Tuesday, January 3, 2017

Words in the Dust

Summer is my favorite season for so many reasons. One is that I have so much more time for reading. The Audiobook SYNC program helps with that: every week they offer two free YA audiobooks for download. I love audiobooks, but they are pretty expensive for just me. So I take full advantage of the program, which is how I was introduced to Words in the Dust by Trent Reedy. 

I was a bit hesitant to read a book about Afghan girl written by an American soldier, but Reedy explains himself well in his Author's Note. He says, "Of course, another problem I had in keeping my promise is that I have never been a girl and I am not an Afghan. Many would say that stories about Afghan girls should best be told by Afghan girls. I agree completely. I would love nothing more than to read the story of the girl who we helped in her own words. However, the terrible reality is that by some estimates, 87 percent of Afghan women are illiterate." Knowing who the author is made me pay particular attention to how Americans are portrayed in the book. Yes, there are the savior bits where they give away gifts and selflessly help Zulaikha with her cleft lip. But the Americans also make huge mistakes by not learning enough about the culture, such as offering pork to Muslims. 

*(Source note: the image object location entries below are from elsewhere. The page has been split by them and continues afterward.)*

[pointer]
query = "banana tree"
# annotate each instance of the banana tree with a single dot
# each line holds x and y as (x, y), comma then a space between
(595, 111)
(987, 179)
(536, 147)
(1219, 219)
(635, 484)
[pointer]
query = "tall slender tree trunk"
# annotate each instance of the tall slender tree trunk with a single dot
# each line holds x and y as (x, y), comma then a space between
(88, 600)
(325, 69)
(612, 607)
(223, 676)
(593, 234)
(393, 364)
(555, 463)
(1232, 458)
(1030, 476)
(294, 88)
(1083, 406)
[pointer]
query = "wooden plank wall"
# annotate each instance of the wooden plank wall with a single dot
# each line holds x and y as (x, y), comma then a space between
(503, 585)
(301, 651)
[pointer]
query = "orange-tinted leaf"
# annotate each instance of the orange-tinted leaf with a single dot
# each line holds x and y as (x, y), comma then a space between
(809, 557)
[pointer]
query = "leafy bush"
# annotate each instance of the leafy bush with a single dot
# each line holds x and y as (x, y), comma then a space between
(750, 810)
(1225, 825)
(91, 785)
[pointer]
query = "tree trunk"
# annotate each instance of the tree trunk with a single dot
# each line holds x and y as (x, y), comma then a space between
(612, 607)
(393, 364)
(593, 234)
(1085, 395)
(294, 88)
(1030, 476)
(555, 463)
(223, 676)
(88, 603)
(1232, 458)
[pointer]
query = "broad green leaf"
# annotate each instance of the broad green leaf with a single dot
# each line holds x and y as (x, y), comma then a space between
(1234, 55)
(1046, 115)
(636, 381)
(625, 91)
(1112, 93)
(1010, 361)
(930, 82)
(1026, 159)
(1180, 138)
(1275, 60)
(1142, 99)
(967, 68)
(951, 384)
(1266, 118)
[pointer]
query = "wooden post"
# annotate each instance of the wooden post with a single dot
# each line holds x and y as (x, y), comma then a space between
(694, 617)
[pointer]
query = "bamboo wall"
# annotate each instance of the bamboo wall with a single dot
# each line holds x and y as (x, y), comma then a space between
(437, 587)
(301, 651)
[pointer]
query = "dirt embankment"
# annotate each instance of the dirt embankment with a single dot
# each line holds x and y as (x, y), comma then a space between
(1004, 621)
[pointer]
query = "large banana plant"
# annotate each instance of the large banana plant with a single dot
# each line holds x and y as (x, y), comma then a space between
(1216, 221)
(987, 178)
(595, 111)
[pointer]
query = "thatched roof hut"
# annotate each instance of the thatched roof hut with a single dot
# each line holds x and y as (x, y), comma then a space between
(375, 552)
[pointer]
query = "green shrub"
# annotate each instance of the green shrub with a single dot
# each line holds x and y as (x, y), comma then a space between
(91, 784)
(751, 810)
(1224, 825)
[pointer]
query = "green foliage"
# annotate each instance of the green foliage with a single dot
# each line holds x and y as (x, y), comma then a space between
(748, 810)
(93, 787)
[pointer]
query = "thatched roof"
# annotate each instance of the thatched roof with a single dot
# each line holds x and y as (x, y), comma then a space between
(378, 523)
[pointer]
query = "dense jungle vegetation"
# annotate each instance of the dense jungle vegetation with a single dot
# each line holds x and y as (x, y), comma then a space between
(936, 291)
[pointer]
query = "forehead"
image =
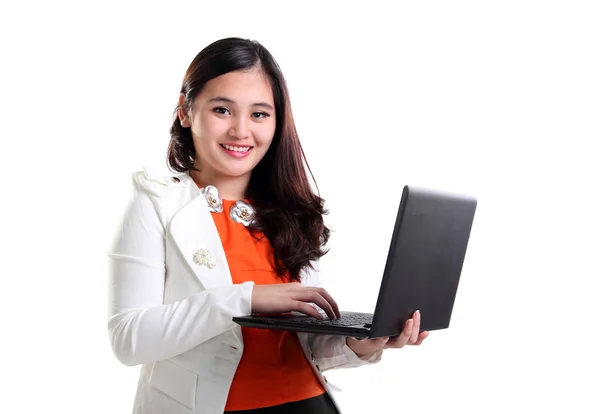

I enjoyed getting the background information on what life is like in a typical Afghan household, although I don't know if young readers will feel the same. I was rooting for Zulaikha to succeed despite all the odds stacked against her. And then, the book ended. I'm pretty sure that I just didn't download the final section of the audiobook, but if I didn't, it is the most abrupt ending ever. Some day, I'll have to check this out in a book store and see how it really ended.